By Marine Corps Sgt. David Staten

The U.N. Security Council unanimously voted Feb. 24 for an immediate 30-day cease-fire throughout Syria, but the regime of Syrian President Bashar Assad continues attacking its citizens, especially in East Ghouta, chief Pentagon spokesperson Dana W. White said Thursday.

The cease-fire would have allowed for the delivery of emergency aid and the evacuation of the wounded in heavily targeted areas. According to U.N. Secretary General Antonio Guterres, these areas are home to 400,000 people.

Russia, a strong ally of Assad, was supposed to help in making sure the Syrian regime followed the U.N. resolution, but instead has called for daily five-hour local cease-fires to establish what it calls a humanitarian corridor so aid can enter the enclave and civilians and wounded can leave.

Officials say this isn’t enough time to give the people the aid they need.

With a failed cease-fire, Russia’s commitment to de-escalate violence and negotiate a political solution is questionable. “Russia’s inability to exert control over portions of the battlefield where they operate is troublesome,” White said.

Undermining International Security

White referred to U.S. Central Command commander Army Gen.
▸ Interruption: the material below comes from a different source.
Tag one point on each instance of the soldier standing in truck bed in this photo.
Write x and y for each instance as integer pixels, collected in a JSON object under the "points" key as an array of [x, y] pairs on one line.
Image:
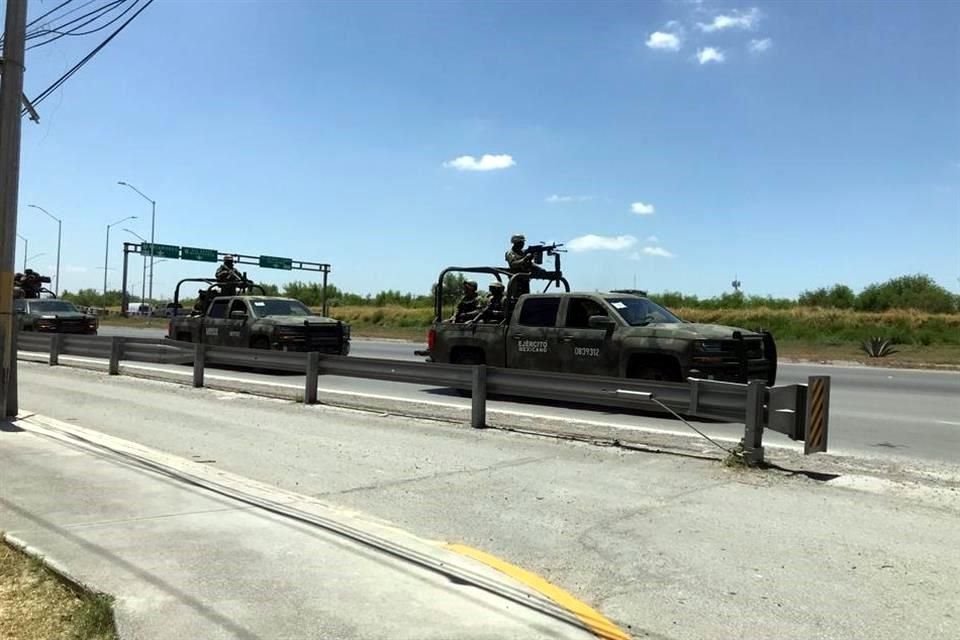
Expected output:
{"points": [[227, 277], [469, 304], [492, 311], [520, 262]]}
Joseph L. Votel’s testimony Feb. 27 at the House Armed Services Committee, saying “Russia played both arsonists and firefighters in Syria, fueling tensions among all parties, then serving as an arbiter to resolve disputes, attempting to undermine and weaken … each party’s bargaining position.”

“Russia’s efforts to preserve their own interests in Syria puts coalition progress at risk, and undermines international security,” she added.

White said the United States does not seek a conflict with the Syrian regime.

“But we call on Russia to restrain the Assad regime, deconflict counterterrorism operations with the coalition and de-escalate the remaining battlefields of the Syrian civil war,” she added

“We want Russia to live up to its commitments with respect to the cease-fire,” White said. “There are innocent people dying, there’s humanitarian assistance that’s not getting through. They made a commitment and we need them to uphold that commitment.”